Examples of Partially Ordered Sets

Consider firstly the set $A = \{1,2,3,4\}$, then the relation $\Re$ on A defined by $a \Re b$ if $a \leq b$ is a partial order. The cartesian product $A \times A$ contains 16 members and the above relation is specified by the subset

{(1,1), (1,2), (1,3), (1,4), (2,2), (2,3), (2,4), (3,3), (3,4), (4,4)}

We can show that the relation $\Re$ is a partial ordering by proving that the properties (1), (2) and (3) above all hold.

For (1), we observe that for any $a \in A$, then $a \leq a$. For (2), we note that if $a \leq b$ and $b \leq c$, where $a,b,c \in A$, it follows that $a \leq c$. For (3), if $a \leq b$ and $b \leq a$, then these two inequalities can only be satisfied if a = b. The three properties are satisfied so that the relation $\Re$does indeed constitute a partial ordering on the set A. In fact, the above relation $\Re$ will constitute a partial ordering on the entire set of integers $\Int$.

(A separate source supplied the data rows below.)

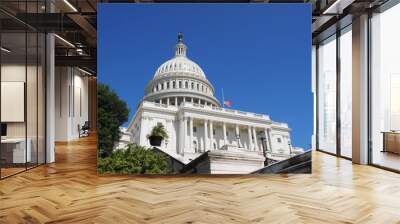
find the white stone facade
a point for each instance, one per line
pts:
(182, 99)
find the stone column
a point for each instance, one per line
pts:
(211, 135)
(224, 133)
(184, 134)
(180, 140)
(267, 148)
(191, 132)
(205, 136)
(269, 139)
(255, 139)
(250, 141)
(237, 132)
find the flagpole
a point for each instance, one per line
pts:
(223, 99)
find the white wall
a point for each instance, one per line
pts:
(71, 103)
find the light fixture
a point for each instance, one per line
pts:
(5, 50)
(70, 5)
(84, 71)
(64, 40)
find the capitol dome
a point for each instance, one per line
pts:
(178, 80)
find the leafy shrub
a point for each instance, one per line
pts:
(159, 130)
(133, 160)
(112, 113)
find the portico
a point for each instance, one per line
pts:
(202, 133)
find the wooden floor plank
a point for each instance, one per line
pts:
(70, 191)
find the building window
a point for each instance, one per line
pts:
(385, 89)
(327, 95)
(195, 146)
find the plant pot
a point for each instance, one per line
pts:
(155, 140)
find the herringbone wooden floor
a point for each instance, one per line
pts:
(70, 191)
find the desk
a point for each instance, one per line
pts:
(391, 142)
(13, 150)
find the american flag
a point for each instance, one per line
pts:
(228, 103)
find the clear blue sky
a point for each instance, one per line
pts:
(260, 54)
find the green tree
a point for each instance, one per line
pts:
(112, 113)
(133, 160)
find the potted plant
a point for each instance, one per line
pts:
(158, 133)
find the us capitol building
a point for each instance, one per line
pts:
(182, 99)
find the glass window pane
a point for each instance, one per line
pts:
(346, 93)
(31, 98)
(385, 87)
(13, 87)
(327, 95)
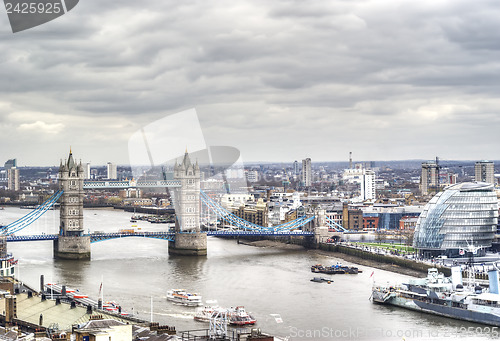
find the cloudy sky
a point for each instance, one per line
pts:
(279, 80)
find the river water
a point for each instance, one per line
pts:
(269, 282)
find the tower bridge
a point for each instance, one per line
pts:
(185, 239)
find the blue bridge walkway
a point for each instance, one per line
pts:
(99, 237)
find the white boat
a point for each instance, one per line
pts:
(206, 313)
(239, 317)
(183, 297)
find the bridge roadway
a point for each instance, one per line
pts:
(98, 237)
(107, 184)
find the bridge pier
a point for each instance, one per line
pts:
(72, 247)
(188, 244)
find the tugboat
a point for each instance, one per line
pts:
(180, 296)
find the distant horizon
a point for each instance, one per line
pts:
(354, 162)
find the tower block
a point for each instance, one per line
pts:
(189, 241)
(71, 243)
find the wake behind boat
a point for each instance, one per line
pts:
(181, 296)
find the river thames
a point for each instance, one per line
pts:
(273, 284)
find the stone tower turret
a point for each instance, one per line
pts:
(71, 243)
(188, 238)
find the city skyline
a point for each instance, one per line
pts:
(279, 81)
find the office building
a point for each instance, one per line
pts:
(86, 171)
(111, 171)
(296, 168)
(252, 175)
(306, 172)
(368, 185)
(463, 215)
(10, 163)
(13, 179)
(429, 180)
(485, 171)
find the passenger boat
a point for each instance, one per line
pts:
(447, 297)
(235, 316)
(206, 313)
(321, 280)
(181, 296)
(336, 269)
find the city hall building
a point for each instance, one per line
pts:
(463, 214)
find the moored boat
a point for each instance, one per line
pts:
(336, 269)
(444, 296)
(183, 297)
(239, 317)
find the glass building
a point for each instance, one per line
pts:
(462, 215)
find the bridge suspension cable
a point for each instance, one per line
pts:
(240, 223)
(31, 217)
(334, 225)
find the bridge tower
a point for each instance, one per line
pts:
(71, 243)
(189, 241)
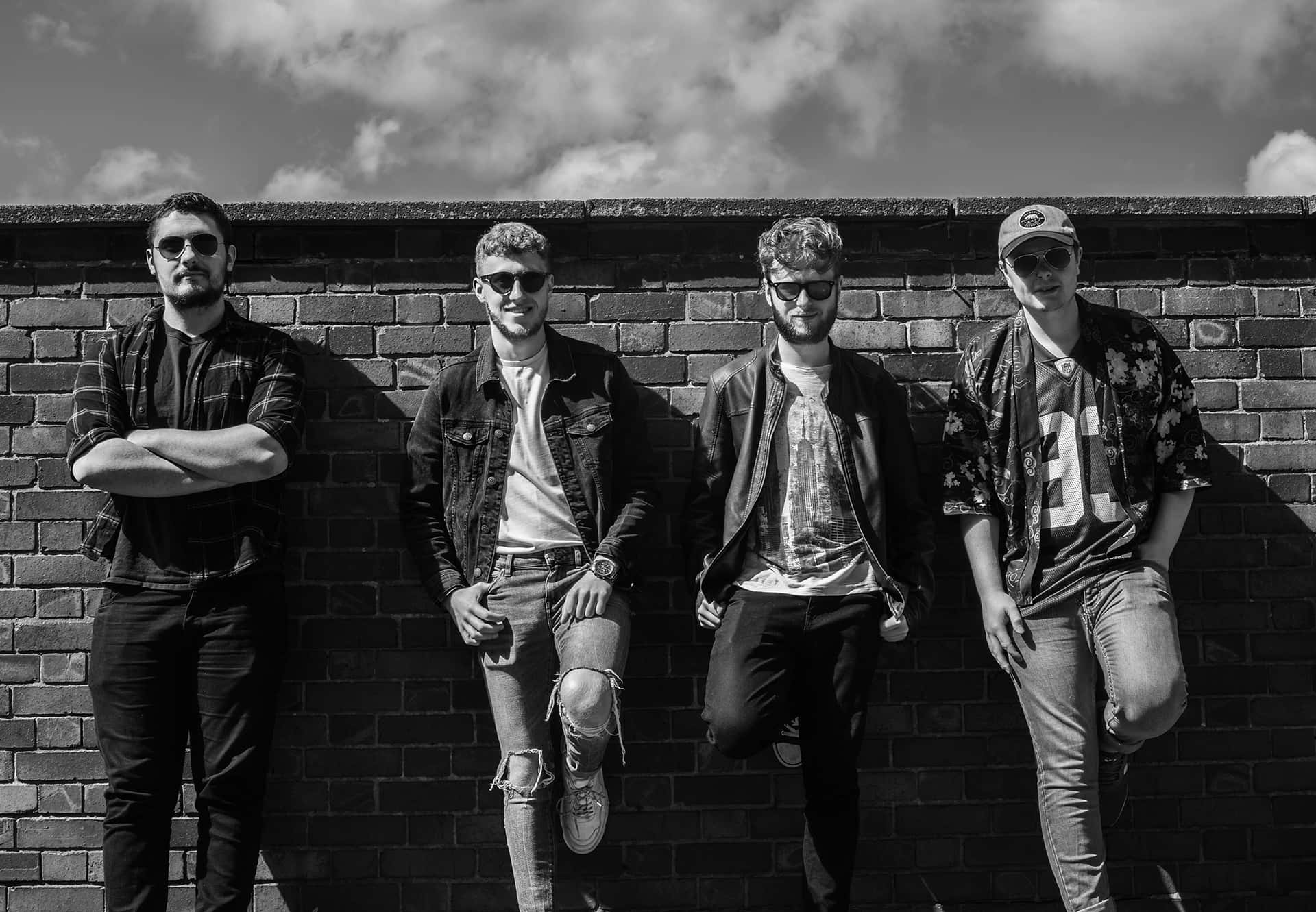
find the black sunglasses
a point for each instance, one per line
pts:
(173, 247)
(503, 282)
(1025, 265)
(819, 290)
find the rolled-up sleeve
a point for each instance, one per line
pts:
(277, 402)
(100, 411)
(966, 480)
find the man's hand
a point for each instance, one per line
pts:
(709, 613)
(1002, 623)
(474, 621)
(589, 597)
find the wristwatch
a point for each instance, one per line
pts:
(605, 569)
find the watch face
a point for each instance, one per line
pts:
(605, 569)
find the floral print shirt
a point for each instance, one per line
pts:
(992, 444)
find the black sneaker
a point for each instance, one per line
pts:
(788, 745)
(1112, 783)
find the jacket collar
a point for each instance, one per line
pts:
(561, 361)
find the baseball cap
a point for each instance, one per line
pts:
(1036, 220)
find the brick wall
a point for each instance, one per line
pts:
(386, 749)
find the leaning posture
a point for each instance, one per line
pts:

As a second example, let A denote the set of courses offered by a college for a computer science degree . If we define the relation $\Re$ on A by $a \enskip \Re \enskip b$ if a and bare the same courses or if course a is a pre-requisite for course b (that is, course a must have been studied before course b is started), then the relation $\Re$ makes A into a partially ordered set.

Another example of a partial ordering which arises in the real world is the building of a new house in which there are certain tasks such as digging the foundations, laying the floor, which must be completed before other phases of the construction such as erecting walls and building the roof can be undertaken. If the set of tasks that must be undertaken in building a house is denoted by A, we can define a relation $\Re$ on A by $a \enskip \Re \enskip b$ where a, b $\in$ A if a, bdenote the same task or if task a must be completed before the start of task b. In this manner, we impose an order on the elements of A and so make it into a poset. Those with a knowledge of operational research will recognise this poset as a PERT network (the acronym PERT stands for ``Project Evaluation and Review Technique'').

In general, if A is a set and the relation $\Re$ on A is a partial order (partial ordering relation), then the pair or tuple $(A, \enskip \Re)$ is called a partially ordered set or poset.